Der Inflationsdruck in den USA hat sich im Juli entgegen den Erwartungen nicht verstärkt, die Kerninflation hat dafür aber deutlicher als erwartet zugenommen. Wie das Bureau of Labor Statistics (BLS) mitteilte, stiegen die Verbraucherpreise gegenüber dem Vormonat um 0,2 Prozent und lagen wie im Juni um 2,7 Prozent über dem Niveau des Vorjahresmonats.

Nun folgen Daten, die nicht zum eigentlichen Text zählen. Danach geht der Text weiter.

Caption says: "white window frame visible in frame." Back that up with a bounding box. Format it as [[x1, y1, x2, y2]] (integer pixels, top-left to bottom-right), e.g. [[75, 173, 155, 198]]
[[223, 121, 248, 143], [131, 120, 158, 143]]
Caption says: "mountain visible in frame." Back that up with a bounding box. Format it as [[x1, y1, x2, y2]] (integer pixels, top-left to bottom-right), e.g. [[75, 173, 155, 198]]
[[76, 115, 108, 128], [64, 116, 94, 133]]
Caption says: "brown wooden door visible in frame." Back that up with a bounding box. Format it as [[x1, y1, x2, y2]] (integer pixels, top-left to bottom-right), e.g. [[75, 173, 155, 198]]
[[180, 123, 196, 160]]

Volkswirte hatten Raten von 0,2 und 2,8 Prozent prognostiziert.
Die Kernverbraucherpreise erhöhten sich um 0,3 und 3,1 (2,9) Prozent. Erwartet worden waren Raten von 0,3 und 3,0 Prozent.
"Der allgemeine Preisdruck durch höhere Zölle ist bisher nicht sehr groß, er nimmt aber zu", sagt Bastian Hepperle von Hauck Aufhäuser Lampe ntv.de. "Die Kernrate steht schon wieder über 3,0 Prozent und wird weiter steigen. Unternehmen werden auf diesen Zusatzkosten nicht alleine sitzen bleiben."

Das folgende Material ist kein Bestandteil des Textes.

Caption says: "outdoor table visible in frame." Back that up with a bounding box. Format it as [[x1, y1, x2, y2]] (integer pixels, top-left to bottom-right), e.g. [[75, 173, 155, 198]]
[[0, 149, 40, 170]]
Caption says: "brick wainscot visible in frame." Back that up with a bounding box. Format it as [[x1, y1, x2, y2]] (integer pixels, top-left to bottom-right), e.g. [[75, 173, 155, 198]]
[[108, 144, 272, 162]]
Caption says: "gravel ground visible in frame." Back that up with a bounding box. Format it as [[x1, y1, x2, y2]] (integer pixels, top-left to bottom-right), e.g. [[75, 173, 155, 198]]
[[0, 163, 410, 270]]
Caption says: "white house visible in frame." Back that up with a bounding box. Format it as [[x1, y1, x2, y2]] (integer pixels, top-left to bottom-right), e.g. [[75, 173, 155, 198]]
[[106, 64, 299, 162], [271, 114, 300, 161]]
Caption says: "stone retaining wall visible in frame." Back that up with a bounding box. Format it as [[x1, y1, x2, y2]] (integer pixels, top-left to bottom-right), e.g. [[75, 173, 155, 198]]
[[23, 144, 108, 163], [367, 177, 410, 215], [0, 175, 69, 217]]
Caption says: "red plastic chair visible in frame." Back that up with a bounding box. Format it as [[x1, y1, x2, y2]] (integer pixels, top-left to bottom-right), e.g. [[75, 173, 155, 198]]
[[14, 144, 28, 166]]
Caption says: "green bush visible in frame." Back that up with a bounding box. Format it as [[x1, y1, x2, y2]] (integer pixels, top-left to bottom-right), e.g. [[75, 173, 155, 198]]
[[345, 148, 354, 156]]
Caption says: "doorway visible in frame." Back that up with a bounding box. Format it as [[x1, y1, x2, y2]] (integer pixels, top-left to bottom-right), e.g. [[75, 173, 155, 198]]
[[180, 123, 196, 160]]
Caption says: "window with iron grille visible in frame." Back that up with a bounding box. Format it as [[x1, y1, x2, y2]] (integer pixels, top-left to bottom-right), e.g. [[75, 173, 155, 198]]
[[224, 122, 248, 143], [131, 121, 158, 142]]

Mit dem Inkrafttreten der reziproken Zölle Anfang August nehme der Kostendruck nun noch mehr zu. Unternehmen würden ihre Preisüberwälzungspolitik in den kommenden Monaten verstärken. "Durch höhere Preise verlieren US-Konsumenten zugleich an Kaufkraft. Der Wachstumsmotor der US-Wirtschaft wird somit weiter an Kraft verlieren. Die Schwächesignale vom Arbeitsmarkt dürften sich verstärken. Auf ihrer Sitzung im September wird die Fed ihren Leitzins senken", so der US-Experte.